Olly made a quiet noise of agreement. He was looking out the window, at one of the first really cold days they’d gotten in Virginia. That Minnesota fucker was still only wearing a jacket, though, even if his hair was spilling out of a gray beanie. Benji was in an Eagles puffer coat. He did not fuck with freezing his ass off.
There were only a couple of other trucks in the field, behind a cheerful Snickersville Turnpike Tree Farm sign painted with a cartoon Christmas tree.

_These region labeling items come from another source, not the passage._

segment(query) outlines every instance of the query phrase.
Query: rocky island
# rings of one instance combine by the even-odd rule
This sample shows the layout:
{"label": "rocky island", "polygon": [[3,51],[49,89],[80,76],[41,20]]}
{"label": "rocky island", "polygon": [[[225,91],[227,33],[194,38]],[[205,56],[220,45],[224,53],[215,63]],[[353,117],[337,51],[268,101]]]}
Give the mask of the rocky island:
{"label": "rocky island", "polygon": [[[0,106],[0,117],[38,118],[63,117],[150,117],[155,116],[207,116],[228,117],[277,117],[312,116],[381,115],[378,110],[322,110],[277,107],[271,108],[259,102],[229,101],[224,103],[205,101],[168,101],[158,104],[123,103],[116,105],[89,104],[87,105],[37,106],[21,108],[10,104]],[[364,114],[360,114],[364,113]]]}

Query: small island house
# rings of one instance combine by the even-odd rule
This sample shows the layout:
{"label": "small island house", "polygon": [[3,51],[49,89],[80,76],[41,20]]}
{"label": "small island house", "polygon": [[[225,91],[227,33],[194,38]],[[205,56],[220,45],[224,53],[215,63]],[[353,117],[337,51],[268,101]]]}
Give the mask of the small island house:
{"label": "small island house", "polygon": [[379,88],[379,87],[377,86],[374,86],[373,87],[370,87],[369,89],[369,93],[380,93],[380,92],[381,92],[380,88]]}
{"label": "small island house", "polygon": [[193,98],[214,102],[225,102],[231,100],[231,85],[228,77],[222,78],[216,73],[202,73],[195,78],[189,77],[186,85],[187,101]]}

“We should put this on Instagram,” Olly told him. As promised, he’d been working on Benji’s social media game. So far they’d made his account public and tripled his number of posts, mostly with game photos and
a few funny pictures from team dinners. A lot of them were of Olly looking some variation on exasperated with him. But as promised, he’d helped with the captions.
They snapped a selfie, then headed for a red-painted shack. A fat chocolate lab sprawled on the ground, thumping her tail on the winter grass. Benji squooshed her face and rubbed her tummy, while Olly and a guy wearing camo took a deep dive into the pros and cons of firs versus spruces.
Olly was such a nerd. If there was one fucker in the world who’d have an opinion about whatever the fuck a noble fir was, it was him.
“Can I have the dog?” Benji asked, peeling himself up off the ground. The lab followed, panting happily as he propped his arm on Olly’s shoulder.
“Make sure she doesn’t jump in your truck,” camo dude said. “One family got fifteen minutes down the road before they noticed her.”
“I would be super-sad about that.” He winked. “Maybe someone would let me get a dog. If it was an accident.”
“We talked about that like two times,” Olly said, pushing him off. “Also we can’t get a dog.”
Camo was flicking his eyes between them. “Well,” he said eventually, “whatever works for you folks.”
He handed Olly an orange-handled saw and Benji a map with the types of trees, and off they went.
Olly had gone all strange and tense again, though. This was his little adventure, but he’d clammed up as soon as they’d left the shack, the lab still waddling along behind them. Benji was totally stealing her if she could manage to get her chub up into the back of the truck.
The map told him they were in a field with Leyland Cypresses. Benji didn’t bother asking the OG Christmas tree connoisseur if any of them were coming home with them. Even Benji could see that these fucks were inferior. His first Christmas tree was not going to look like landscaping from a cheap subdivision.